On 3 June 2014, the Dutch Trade and Industry Appeals Tribunal ("CBb") annulled a judgment of the District Court of Rotterdam (the "Court") concerning a fine that the predecessor of the Netherlands Authority for Consumers and Markets ("ACM") had imposed on the Dutch Association of General Practitioners ("LHV") for the breach of a seal during a dawn raid at the LHV's premises. The ACM had sealed a room in the LHV's offices. At night, a security guard had opened the door to the room, thereby breaching the seal. The ACM imposed a EUR 51,000 fine on the LHV for the breach of the seal. On appeal the Court confirmed the liability of the LHV for the breach of the seal but reduced the fining amount to EUR 23,000.
Both the LHV and the ACM appealed the Court's judgment before the CBb. Both sides disagreed whether the LHV could be qualified as the actual perpetrator and whether the actions of the security guard could be imputed on the LHV. The ACM put forward that there is strict liability for the undertaking whose premises are sealed. That is, they are liable for a breach of that seal, regardless of who actually breached it. The CBb found that Article 70b of the Dutch Competition Act ("DCA") – which empowers the ACM to impose fines for a breach of seal – is only aimed at penalizing actual perpetrators and does not impose strict liability on the undertaking whose premises are sealed.
However, the actions of the actual perpetrator may be attributed to that undertaking on the basis of the doctrine of vicarious liability.
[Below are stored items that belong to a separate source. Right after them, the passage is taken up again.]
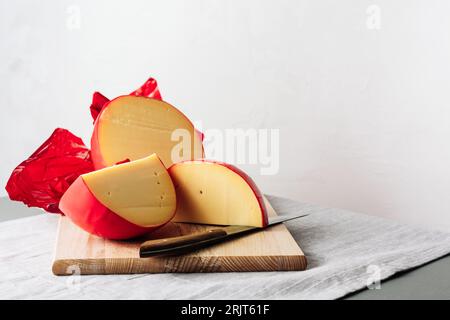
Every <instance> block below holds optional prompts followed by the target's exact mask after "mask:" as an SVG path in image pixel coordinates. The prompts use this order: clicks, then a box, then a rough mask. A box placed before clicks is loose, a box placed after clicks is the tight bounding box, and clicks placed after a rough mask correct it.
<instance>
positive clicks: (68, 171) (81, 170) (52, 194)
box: [6, 128, 94, 213]
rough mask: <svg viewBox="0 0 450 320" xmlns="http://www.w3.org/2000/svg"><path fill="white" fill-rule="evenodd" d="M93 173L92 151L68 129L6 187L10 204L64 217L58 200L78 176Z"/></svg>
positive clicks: (21, 171) (62, 130)
mask: <svg viewBox="0 0 450 320" xmlns="http://www.w3.org/2000/svg"><path fill="white" fill-rule="evenodd" d="M93 170H94V166H93V164H92V160H91V155H90V151H89V149H88V148H87V147H86V146H85V145H84V143H83V141H82V140H81V139H80V138H78V137H77V136H75V135H73V134H72V133H71V132H69V131H68V130H66V129H61V128H58V129H56V130H55V131H54V132H53V133H52V135H51V136H50V138H48V139H47V140H46V141H45V142H44V143H43V144H42V145H41V146H40V147H39V148H38V149H37V150H36V151H35V152H34V153H33V154H32V155H31V156H30V157H29V158H28V159H27V160H25V161H23V162H22V163H21V164H19V165H18V166H17V168H15V169H14V171H13V172H12V174H11V177H10V178H9V180H8V183H7V184H6V191H7V192H8V194H9V197H10V199H11V200H16V201H22V202H23V203H25V204H26V205H27V206H29V207H39V208H42V209H44V210H46V211H48V212H53V213H61V211H60V210H59V208H58V204H59V200H60V198H61V197H62V195H63V194H64V192H65V191H66V190H67V189H68V188H69V186H70V185H71V184H72V182H74V181H75V179H76V178H78V176H79V175H81V174H83V173H87V172H90V171H93Z"/></svg>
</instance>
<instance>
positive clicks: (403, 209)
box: [0, 0, 450, 230]
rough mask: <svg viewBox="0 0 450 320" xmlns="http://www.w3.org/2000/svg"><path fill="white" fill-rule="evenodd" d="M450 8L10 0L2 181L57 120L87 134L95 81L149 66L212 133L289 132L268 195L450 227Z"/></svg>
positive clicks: (4, 27)
mask: <svg viewBox="0 0 450 320" xmlns="http://www.w3.org/2000/svg"><path fill="white" fill-rule="evenodd" d="M370 5H378V7H379V8H380V9H381V28H380V29H379V30H372V29H369V28H367V26H366V20H367V19H368V15H367V13H366V10H367V8H368V7H369V6H370ZM74 8H75V9H74ZM77 9H79V10H80V28H78V29H73V28H68V27H67V23H68V22H69V26H71V24H70V22H71V21H70V17H71V14H73V13H74V11H73V10H75V11H76V10H77ZM449 12H450V2H448V1H445V0H442V1H425V0H422V1H417V0H416V1H410V0H397V1H387V0H383V1H349V0H344V1H328V0H327V1H324V0H320V1H317V0H310V1H300V0H290V1H286V0H285V1H278V0H277V1H275V0H271V1H267V0H264V1H261V0H252V1H248V0H247V1H238V0H231V1H230V0H229V1H225V0H223V1H217V0H190V1H148V0H141V1H131V0H128V1H110V0H109V1H106V0H105V1H81V0H78V1H77V0H73V1H51V0H46V1H33V0H28V1H24V0H20V1H7V0H0V26H1V27H0V40H1V42H0V93H1V94H0V108H1V116H0V135H1V142H0V147H1V150H2V152H1V159H2V161H1V165H0V182H1V185H2V186H4V185H5V183H6V180H7V178H8V176H9V174H10V172H11V170H12V169H13V168H14V167H15V166H16V165H17V164H18V163H19V162H20V161H21V160H23V159H24V158H26V157H27V156H28V155H29V154H31V152H32V151H34V150H35V148H36V147H37V146H38V145H40V143H41V142H43V140H44V139H45V138H47V137H48V136H49V134H50V133H51V132H52V130H53V129H54V128H55V127H58V126H60V127H65V128H68V129H70V130H71V131H73V132H74V133H76V134H78V135H80V136H82V137H83V139H84V141H85V142H88V141H89V140H88V139H89V135H90V130H91V118H90V114H89V110H88V107H89V104H90V99H91V94H92V92H93V91H95V90H100V91H102V92H103V93H104V94H105V95H107V96H110V97H114V96H117V95H119V94H123V93H128V92H129V91H131V90H132V89H134V88H135V87H136V86H137V85H140V84H141V83H142V82H143V81H144V80H145V79H146V78H147V77H148V76H150V75H152V76H154V77H156V78H157V79H158V81H159V84H160V88H161V91H162V94H163V97H164V98H165V99H166V100H167V101H169V102H171V103H173V104H174V105H176V106H178V107H179V108H181V109H182V110H183V111H184V112H185V113H186V114H187V115H188V116H190V117H191V118H192V119H195V120H201V121H202V123H203V125H204V127H206V128H222V129H224V128H229V127H233V126H240V127H244V128H245V127H256V128H259V127H262V128H264V127H268V128H279V129H280V135H281V139H282V141H281V154H280V166H281V168H280V172H279V174H278V175H276V176H259V175H258V174H257V173H258V170H257V168H250V169H249V170H250V174H252V175H253V176H254V178H255V180H256V181H257V182H258V183H259V184H260V185H261V187H262V189H263V190H264V191H265V192H267V193H272V194H277V195H282V196H286V197H291V198H294V199H298V200H301V201H309V202H315V203H319V204H323V205H327V206H335V207H342V208H348V209H351V210H356V211H360V212H365V213H369V214H374V215H379V216H385V217H391V218H395V219H398V220H401V221H406V222H410V223H414V224H422V225H426V226H430V227H435V228H442V229H447V230H450V36H449V30H450V19H448V15H449ZM72 26H73V25H72ZM1 192H2V195H4V194H5V192H4V190H2V191H1Z"/></svg>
The CBb held that in order to establish vicarious liability on an undertaking, the act should have taken place within the scope of the undertaking. Whether an act took place within the scope of the undertaking depends on the circumstances of the case, including the nature of the act. Furthermore, the following non-exhaustive criteria should be taken into account:
- whether the actual perpetrator was employed or hired by the undertaking;
- whether the act took place within the ordinary course of business of the undertaking; and
- whether the undertaking could have been reasonably expected to foresee the actions of the actual perpetrator and took sufficient precautions to prevent the act from happening.
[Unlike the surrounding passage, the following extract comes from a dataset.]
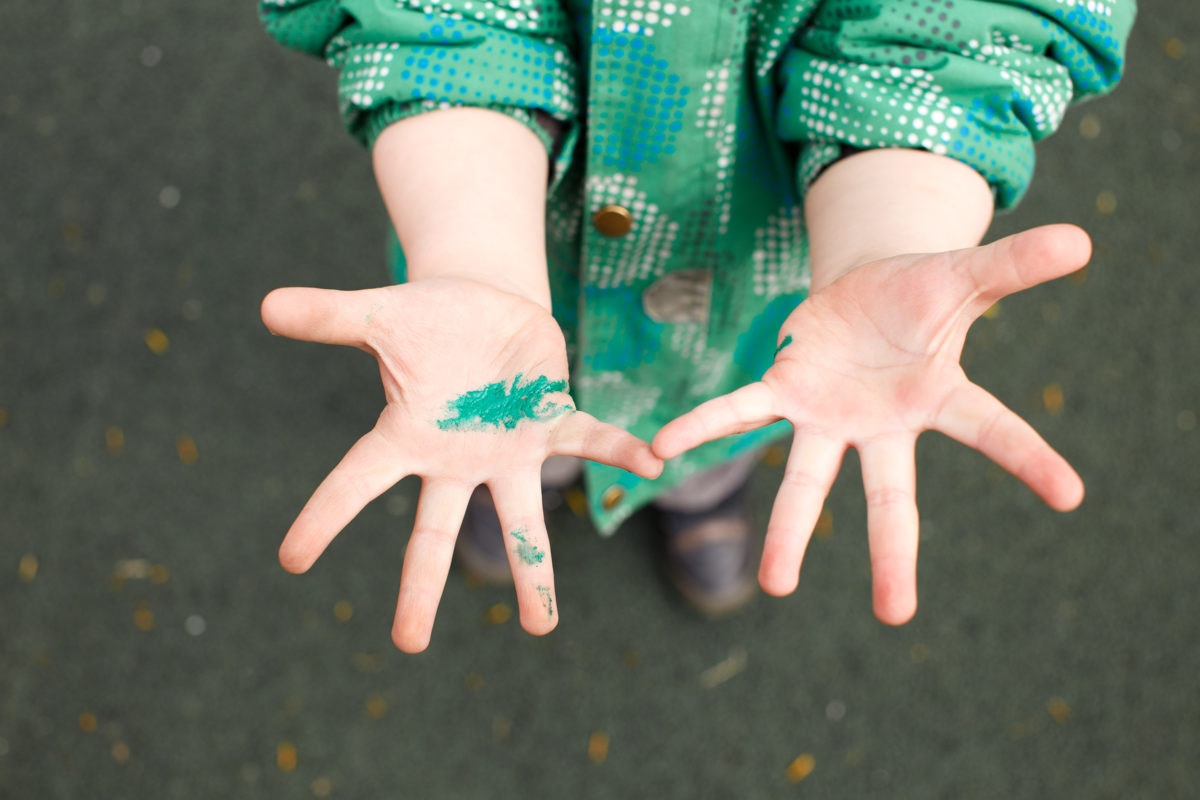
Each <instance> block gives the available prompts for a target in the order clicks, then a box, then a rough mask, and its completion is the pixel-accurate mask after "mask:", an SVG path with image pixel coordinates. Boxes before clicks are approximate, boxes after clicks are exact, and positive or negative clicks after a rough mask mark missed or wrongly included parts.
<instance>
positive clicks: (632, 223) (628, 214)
mask: <svg viewBox="0 0 1200 800" xmlns="http://www.w3.org/2000/svg"><path fill="white" fill-rule="evenodd" d="M592 224H594V225H595V227H596V230H599V231H600V233H602V234H604V235H605V236H624V235H625V234H628V233H629V231H630V229H632V227H634V215H631V213H630V212H629V209H626V207H625V206H623V205H606V206H605V207H602V209H600V210H599V211H596V212H595V213H594V215H592Z"/></svg>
The CBb found that the LHV was not directly in contact with the seal breaching security guard and took all reasonable precautions to prevent the seal from being breached. Therefore, the LHV could not be held vicariously liable for the actions of the security guard.
From this case it can be deducted that unlike Dutch criminal law and EU competition law, Dutch competition law does not impose strict liability for a breach of seal on an undertaking whose premises are sealed. Instead the undertaking's liability can only be established where the undertaking qualifies as an actual perpetrator or where the conditions for vicarious liability are fulfilled.